Now this is an excellent basis on which to start an engagement. I forget exactly how and when they became engaged, but it was certainly before Dick said humbly, "Darling, I don't think I am that sort of man; really, I'm awfully and frightfully ordinary," because, with all Pauline's kindness to sinners, there was none hardened enough to address her as "darling" without being first engaged to her; so by that I know they were engaged that evening at the opera, because it was in a Wagnerian pause that Dick said those words, in a loud voice from the back of the box. How else should a professional aunt know these things?

Between meeting Dick and becoming engaged to him, Pauline went home and came back with a larger box and stayed quite a long time, as time goes, although, as a time in which to become engaged, it was very short, and Nannie, feeling this, asked Pauline if she knew much about Mr. Dudley, and was she wise?
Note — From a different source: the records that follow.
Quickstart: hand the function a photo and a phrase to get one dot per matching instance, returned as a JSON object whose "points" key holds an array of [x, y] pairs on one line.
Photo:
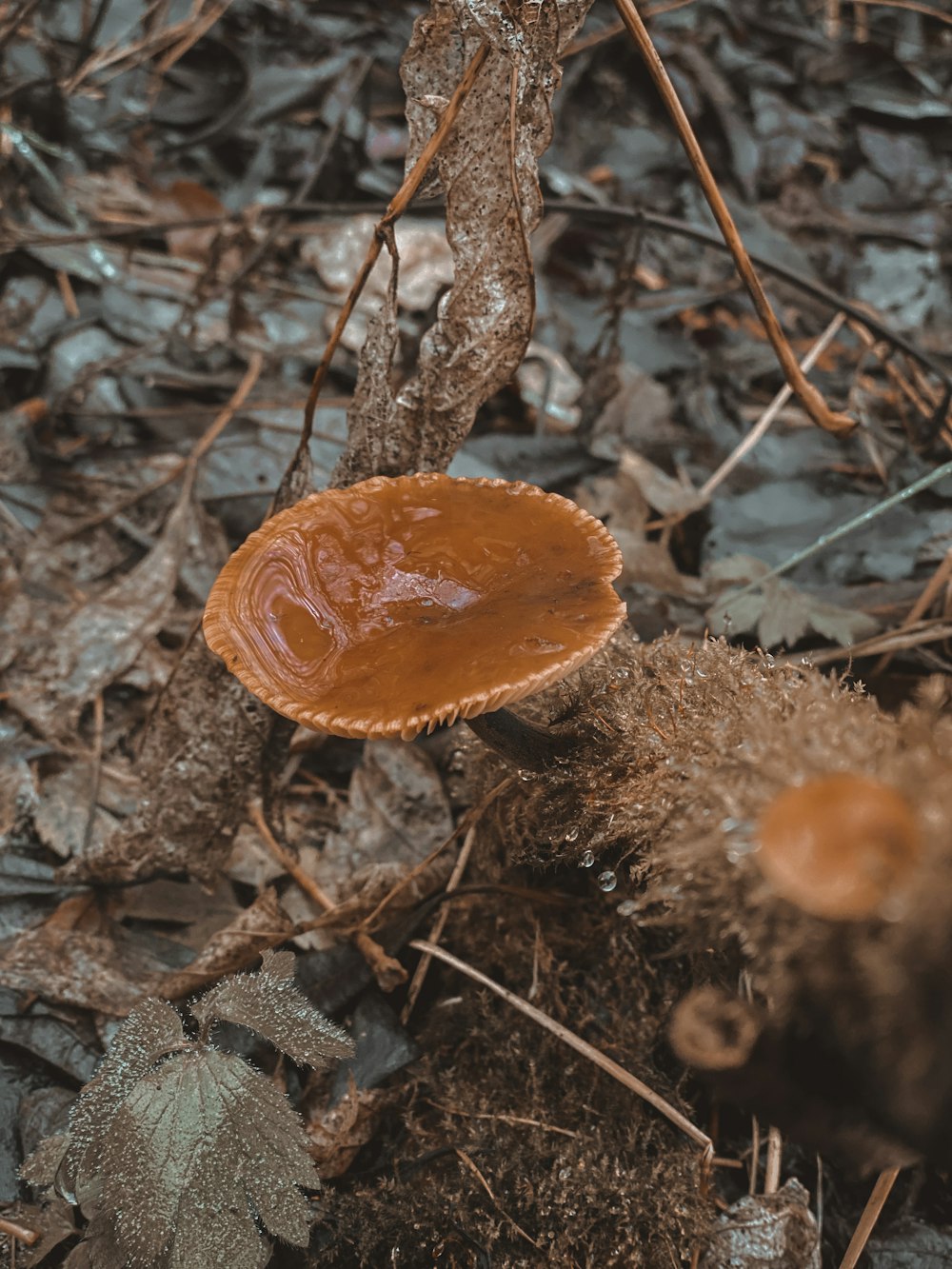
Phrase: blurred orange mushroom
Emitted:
{"points": [[402, 603], [840, 845]]}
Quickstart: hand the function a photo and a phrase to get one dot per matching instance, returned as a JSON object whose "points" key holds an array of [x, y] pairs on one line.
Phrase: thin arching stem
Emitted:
{"points": [[522, 743]]}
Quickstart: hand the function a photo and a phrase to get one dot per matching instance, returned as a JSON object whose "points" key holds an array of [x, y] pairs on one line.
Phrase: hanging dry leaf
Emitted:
{"points": [[150, 1029], [270, 1004], [487, 168]]}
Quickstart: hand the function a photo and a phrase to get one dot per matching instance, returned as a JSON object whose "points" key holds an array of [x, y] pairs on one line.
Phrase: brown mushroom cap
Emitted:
{"points": [[840, 845], [402, 603]]}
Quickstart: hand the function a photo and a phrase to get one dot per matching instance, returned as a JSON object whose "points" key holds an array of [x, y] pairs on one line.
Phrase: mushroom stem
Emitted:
{"points": [[524, 743]]}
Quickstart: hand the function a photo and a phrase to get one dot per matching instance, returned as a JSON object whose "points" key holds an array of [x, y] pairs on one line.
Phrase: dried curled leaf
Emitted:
{"points": [[67, 667], [151, 1029], [270, 1004], [487, 168]]}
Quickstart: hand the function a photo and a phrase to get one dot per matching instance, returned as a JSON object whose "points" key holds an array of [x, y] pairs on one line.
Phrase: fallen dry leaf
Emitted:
{"points": [[74, 662], [258, 928]]}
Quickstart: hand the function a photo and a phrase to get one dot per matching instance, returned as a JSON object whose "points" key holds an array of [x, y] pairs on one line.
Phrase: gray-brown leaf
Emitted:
{"points": [[270, 1004], [150, 1029], [201, 1146], [55, 679]]}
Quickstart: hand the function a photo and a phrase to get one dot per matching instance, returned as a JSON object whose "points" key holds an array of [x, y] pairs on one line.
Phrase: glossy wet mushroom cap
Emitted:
{"points": [[402, 603], [840, 845]]}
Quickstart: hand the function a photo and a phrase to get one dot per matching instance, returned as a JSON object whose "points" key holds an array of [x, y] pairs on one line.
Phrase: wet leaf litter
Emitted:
{"points": [[168, 293]]}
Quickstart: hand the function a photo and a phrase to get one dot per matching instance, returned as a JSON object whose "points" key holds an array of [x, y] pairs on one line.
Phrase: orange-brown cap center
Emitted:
{"points": [[395, 605]]}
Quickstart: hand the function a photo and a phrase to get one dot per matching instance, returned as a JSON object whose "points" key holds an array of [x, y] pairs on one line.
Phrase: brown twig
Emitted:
{"points": [[811, 397], [395, 208], [288, 861], [575, 1042], [871, 1214], [775, 1158]]}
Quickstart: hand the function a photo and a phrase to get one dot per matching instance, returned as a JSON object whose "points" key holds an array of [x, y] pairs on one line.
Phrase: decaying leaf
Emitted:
{"points": [[234, 945], [177, 1150], [93, 968], [779, 612], [396, 814], [201, 762], [202, 1145], [339, 1131], [14, 608], [337, 248], [487, 168], [150, 1029], [52, 682], [270, 1004]]}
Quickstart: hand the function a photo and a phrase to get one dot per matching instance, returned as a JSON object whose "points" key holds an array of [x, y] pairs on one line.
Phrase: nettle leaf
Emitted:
{"points": [[200, 1147], [270, 1004], [150, 1031]]}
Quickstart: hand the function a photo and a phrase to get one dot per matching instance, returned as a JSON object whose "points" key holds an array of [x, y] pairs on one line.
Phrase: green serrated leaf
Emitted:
{"points": [[202, 1146], [270, 1004], [735, 616], [150, 1029], [842, 625]]}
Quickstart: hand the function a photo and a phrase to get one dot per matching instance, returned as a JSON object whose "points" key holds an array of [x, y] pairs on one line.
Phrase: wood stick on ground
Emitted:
{"points": [[14, 1230], [775, 1158], [871, 1215], [810, 397], [395, 208], [575, 1042], [441, 921]]}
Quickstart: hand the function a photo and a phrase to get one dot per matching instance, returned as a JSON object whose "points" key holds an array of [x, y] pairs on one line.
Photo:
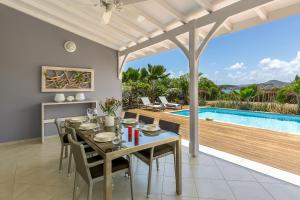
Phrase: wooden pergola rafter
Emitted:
{"points": [[196, 46]]}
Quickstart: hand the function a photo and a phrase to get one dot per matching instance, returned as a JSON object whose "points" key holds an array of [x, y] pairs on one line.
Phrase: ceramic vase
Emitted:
{"points": [[80, 97], [70, 98], [109, 120], [59, 98]]}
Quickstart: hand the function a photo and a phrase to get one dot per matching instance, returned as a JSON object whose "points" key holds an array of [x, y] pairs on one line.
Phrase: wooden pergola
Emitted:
{"points": [[153, 26], [193, 51]]}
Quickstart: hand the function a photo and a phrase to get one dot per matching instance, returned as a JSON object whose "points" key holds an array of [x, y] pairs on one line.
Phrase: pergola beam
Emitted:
{"points": [[262, 14], [171, 10], [152, 20], [223, 13], [228, 26], [205, 4]]}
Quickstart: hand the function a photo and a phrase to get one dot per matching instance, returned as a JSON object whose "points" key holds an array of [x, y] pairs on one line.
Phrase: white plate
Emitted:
{"points": [[77, 120], [129, 121], [88, 126], [151, 128], [105, 137]]}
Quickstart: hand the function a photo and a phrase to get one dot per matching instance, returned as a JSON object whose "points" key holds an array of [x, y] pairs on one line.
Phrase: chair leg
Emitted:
{"points": [[75, 185], [66, 151], [70, 163], [149, 178], [131, 177], [61, 157], [174, 154], [90, 192]]}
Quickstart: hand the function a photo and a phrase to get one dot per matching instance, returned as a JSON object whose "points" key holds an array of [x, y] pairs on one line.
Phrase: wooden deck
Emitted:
{"points": [[275, 149]]}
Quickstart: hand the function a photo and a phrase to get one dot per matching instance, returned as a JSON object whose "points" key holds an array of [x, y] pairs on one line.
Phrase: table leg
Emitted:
{"points": [[178, 168], [107, 179]]}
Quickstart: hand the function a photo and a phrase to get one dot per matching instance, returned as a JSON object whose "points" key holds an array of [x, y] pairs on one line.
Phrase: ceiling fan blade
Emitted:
{"points": [[127, 2], [106, 17]]}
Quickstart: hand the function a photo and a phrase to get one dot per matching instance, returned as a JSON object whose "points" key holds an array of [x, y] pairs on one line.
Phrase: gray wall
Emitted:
{"points": [[26, 43]]}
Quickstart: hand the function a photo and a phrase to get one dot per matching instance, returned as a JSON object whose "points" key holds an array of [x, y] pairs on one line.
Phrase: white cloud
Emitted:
{"points": [[268, 69], [275, 65], [236, 66]]}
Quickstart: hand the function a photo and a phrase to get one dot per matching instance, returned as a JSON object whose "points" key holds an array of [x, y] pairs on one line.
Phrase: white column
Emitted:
{"points": [[193, 94]]}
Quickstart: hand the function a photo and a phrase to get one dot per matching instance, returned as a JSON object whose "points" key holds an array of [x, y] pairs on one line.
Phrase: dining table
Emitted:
{"points": [[128, 145]]}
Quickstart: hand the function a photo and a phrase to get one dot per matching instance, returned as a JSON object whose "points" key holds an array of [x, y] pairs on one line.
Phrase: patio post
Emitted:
{"points": [[193, 93]]}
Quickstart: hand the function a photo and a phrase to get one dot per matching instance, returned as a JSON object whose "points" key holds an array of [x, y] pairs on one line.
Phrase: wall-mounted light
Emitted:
{"points": [[70, 46]]}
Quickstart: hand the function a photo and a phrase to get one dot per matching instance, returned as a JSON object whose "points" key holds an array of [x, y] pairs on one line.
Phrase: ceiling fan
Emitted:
{"points": [[110, 5]]}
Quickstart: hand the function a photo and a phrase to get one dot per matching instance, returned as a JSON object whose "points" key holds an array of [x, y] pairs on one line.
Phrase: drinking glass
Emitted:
{"points": [[95, 112], [89, 113]]}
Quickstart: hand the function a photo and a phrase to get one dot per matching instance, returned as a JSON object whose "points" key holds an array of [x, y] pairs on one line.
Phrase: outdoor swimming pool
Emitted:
{"points": [[275, 122]]}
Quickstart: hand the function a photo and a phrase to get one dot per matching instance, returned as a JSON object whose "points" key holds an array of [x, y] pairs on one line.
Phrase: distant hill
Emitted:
{"points": [[266, 85], [273, 84]]}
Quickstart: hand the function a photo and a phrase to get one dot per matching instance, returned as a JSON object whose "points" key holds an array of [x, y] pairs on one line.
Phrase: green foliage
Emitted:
{"points": [[110, 105], [131, 75], [202, 102], [247, 93], [263, 107], [290, 93], [211, 90]]}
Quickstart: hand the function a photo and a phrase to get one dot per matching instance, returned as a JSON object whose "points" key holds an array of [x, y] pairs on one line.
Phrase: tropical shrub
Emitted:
{"points": [[202, 102], [263, 107], [247, 93]]}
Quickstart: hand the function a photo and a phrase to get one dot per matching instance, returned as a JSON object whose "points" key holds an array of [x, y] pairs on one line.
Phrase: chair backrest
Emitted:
{"points": [[163, 99], [80, 159], [130, 115], [145, 101], [59, 122], [169, 126], [146, 120], [71, 131]]}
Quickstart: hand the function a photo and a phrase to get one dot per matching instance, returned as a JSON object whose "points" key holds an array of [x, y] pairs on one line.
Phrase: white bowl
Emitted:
{"points": [[105, 137], [129, 121], [87, 126]]}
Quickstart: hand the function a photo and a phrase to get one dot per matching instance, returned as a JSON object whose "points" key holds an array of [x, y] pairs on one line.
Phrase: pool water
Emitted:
{"points": [[271, 121]]}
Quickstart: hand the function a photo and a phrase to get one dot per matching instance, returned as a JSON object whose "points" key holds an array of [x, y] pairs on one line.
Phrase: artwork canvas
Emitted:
{"points": [[67, 79]]}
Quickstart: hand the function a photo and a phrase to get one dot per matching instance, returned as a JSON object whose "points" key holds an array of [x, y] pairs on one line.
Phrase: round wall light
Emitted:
{"points": [[70, 46]]}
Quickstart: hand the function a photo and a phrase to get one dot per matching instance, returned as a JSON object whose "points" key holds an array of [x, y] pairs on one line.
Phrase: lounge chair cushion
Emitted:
{"points": [[173, 104]]}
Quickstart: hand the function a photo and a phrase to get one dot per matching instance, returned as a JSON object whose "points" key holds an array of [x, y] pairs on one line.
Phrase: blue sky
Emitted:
{"points": [[265, 52]]}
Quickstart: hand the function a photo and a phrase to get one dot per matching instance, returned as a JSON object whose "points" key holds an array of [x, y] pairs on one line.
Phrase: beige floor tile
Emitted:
{"points": [[188, 187], [34, 192], [6, 191]]}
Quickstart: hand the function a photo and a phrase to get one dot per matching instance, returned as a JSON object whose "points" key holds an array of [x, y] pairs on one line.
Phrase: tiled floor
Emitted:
{"points": [[30, 172]]}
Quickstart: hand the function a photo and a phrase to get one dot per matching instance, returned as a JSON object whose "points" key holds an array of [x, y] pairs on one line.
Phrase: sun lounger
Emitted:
{"points": [[147, 104], [166, 104]]}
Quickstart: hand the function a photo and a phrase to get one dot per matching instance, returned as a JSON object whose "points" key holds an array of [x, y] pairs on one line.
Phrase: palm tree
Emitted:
{"points": [[153, 73], [131, 75]]}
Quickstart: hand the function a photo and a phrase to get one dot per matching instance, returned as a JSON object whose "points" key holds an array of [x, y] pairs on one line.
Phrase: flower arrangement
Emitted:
{"points": [[110, 106]]}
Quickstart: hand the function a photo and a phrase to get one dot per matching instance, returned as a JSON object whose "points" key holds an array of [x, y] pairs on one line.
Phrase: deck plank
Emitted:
{"points": [[279, 150]]}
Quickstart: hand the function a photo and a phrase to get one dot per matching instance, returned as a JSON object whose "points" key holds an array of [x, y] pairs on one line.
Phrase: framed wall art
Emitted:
{"points": [[67, 79]]}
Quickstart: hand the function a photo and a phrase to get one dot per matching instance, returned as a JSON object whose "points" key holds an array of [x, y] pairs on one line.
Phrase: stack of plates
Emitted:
{"points": [[129, 121], [77, 119], [88, 126], [105, 137], [151, 128]]}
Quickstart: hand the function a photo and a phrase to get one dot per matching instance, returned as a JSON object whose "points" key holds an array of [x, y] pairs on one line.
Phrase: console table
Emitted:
{"points": [[44, 121]]}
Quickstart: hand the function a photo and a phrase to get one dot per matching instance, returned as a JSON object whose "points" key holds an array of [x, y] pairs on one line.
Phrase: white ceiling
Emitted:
{"points": [[124, 30]]}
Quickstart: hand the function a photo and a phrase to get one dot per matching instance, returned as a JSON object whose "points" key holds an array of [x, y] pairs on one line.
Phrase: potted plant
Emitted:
{"points": [[109, 107]]}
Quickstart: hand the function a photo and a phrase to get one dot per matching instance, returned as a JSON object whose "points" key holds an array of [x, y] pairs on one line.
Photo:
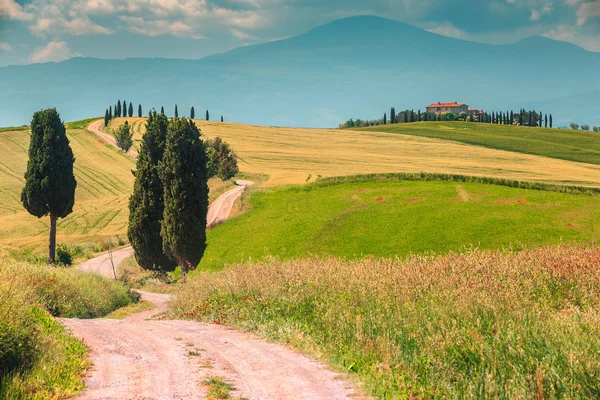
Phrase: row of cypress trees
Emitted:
{"points": [[124, 111], [169, 204]]}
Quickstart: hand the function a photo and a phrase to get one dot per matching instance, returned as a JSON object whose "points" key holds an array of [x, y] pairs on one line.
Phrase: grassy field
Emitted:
{"points": [[564, 144], [296, 156], [38, 359], [104, 183], [387, 219], [481, 325]]}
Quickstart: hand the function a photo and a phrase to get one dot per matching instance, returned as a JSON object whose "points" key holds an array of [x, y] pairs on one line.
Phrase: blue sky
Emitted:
{"points": [[53, 30]]}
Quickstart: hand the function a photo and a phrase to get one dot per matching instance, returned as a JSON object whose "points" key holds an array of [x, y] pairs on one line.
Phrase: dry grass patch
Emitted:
{"points": [[291, 155], [474, 325]]}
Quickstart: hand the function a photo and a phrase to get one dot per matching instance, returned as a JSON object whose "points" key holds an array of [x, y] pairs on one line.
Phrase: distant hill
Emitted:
{"points": [[354, 67]]}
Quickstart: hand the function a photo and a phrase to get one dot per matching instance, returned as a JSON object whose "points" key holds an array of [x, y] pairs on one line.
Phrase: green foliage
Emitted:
{"points": [[221, 160], [388, 216], [146, 204], [475, 325], [49, 180], [124, 137], [38, 358], [184, 176]]}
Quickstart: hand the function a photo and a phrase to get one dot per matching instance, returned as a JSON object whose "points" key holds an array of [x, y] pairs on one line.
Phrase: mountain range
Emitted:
{"points": [[356, 67]]}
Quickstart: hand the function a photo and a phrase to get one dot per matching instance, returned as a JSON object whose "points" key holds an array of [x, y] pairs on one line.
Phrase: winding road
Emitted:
{"points": [[142, 357]]}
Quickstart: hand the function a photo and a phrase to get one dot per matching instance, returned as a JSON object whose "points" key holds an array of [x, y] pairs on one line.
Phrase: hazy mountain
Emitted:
{"points": [[355, 67]]}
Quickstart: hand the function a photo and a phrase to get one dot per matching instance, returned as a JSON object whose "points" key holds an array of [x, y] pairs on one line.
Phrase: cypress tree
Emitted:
{"points": [[124, 137], [49, 181], [146, 204], [184, 176]]}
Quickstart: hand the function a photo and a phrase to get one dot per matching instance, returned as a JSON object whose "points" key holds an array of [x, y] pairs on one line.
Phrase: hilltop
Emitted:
{"points": [[352, 67]]}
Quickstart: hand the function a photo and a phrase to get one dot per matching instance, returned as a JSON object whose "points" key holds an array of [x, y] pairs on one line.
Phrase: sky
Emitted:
{"points": [[35, 31]]}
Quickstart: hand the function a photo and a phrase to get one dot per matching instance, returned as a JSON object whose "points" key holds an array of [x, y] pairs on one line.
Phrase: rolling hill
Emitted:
{"points": [[355, 67]]}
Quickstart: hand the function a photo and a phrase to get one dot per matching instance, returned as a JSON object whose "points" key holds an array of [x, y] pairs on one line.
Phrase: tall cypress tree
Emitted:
{"points": [[146, 204], [183, 173], [49, 180]]}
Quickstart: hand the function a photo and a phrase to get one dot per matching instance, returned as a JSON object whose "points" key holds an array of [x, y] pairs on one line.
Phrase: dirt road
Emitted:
{"points": [[94, 127], [141, 358], [218, 212]]}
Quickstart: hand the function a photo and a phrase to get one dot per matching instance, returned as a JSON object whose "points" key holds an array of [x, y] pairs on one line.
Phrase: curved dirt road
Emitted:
{"points": [[141, 358]]}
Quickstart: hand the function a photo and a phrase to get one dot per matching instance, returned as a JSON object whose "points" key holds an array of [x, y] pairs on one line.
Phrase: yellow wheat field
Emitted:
{"points": [[296, 155]]}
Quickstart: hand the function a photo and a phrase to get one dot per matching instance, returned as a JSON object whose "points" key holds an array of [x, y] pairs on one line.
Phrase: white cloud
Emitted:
{"points": [[10, 9], [54, 51], [588, 10]]}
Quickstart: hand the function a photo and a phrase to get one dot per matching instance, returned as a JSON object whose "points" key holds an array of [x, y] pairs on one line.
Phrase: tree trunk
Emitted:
{"points": [[52, 241]]}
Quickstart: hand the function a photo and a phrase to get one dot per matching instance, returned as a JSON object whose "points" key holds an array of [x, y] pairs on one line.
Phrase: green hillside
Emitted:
{"points": [[104, 182], [556, 143], [388, 219]]}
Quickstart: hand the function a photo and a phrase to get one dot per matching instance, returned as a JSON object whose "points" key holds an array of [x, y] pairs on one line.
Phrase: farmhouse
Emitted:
{"points": [[440, 108]]}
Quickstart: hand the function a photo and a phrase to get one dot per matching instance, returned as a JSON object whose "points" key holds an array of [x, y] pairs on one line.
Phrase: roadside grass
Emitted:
{"points": [[126, 311], [38, 358], [477, 325], [564, 144], [398, 218], [299, 156]]}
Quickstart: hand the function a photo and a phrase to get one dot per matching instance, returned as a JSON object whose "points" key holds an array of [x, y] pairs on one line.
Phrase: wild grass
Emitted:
{"points": [[298, 156], [482, 324], [566, 144], [387, 218], [38, 359]]}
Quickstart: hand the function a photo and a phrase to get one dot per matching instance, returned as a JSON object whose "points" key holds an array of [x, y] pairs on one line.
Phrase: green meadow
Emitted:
{"points": [[564, 144], [389, 219]]}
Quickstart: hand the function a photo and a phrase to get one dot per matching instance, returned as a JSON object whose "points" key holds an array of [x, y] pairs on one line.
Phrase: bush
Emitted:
{"points": [[38, 359]]}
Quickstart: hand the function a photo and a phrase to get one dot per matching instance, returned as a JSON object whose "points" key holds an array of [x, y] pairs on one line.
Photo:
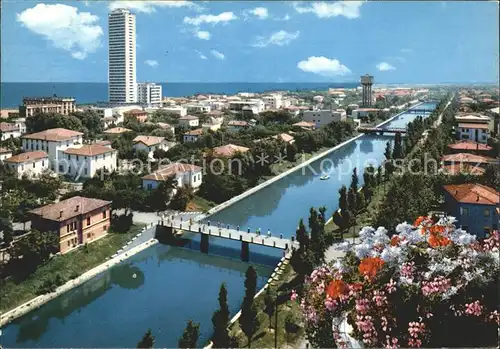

In spite of this anxiety on Nannie's part, she enjoyed it all immensely, and wept to her heart's content when the engagement was announced. Now Dick Dudley was a rich young man, and I wondered whether other people wept too from motives less pure and simple than Nannie's.

Pauline wanted me to join a society called "The Deaf Dog Society." The obligation enforced on members was that they should kneel down, put their arms round the neck of any deaf dog they should chance to meet, and say, "Darling, I love you."

"You see," she said, "a deaf dog doesn't know he is deaf, he only wonders why no one ever speaks to him, why no one ever calls him. So you see what a splendid society it is, and there is no subscription."

Dick made a stipulation that the benefits of the society should be conferred on dogs only. He made a point of that.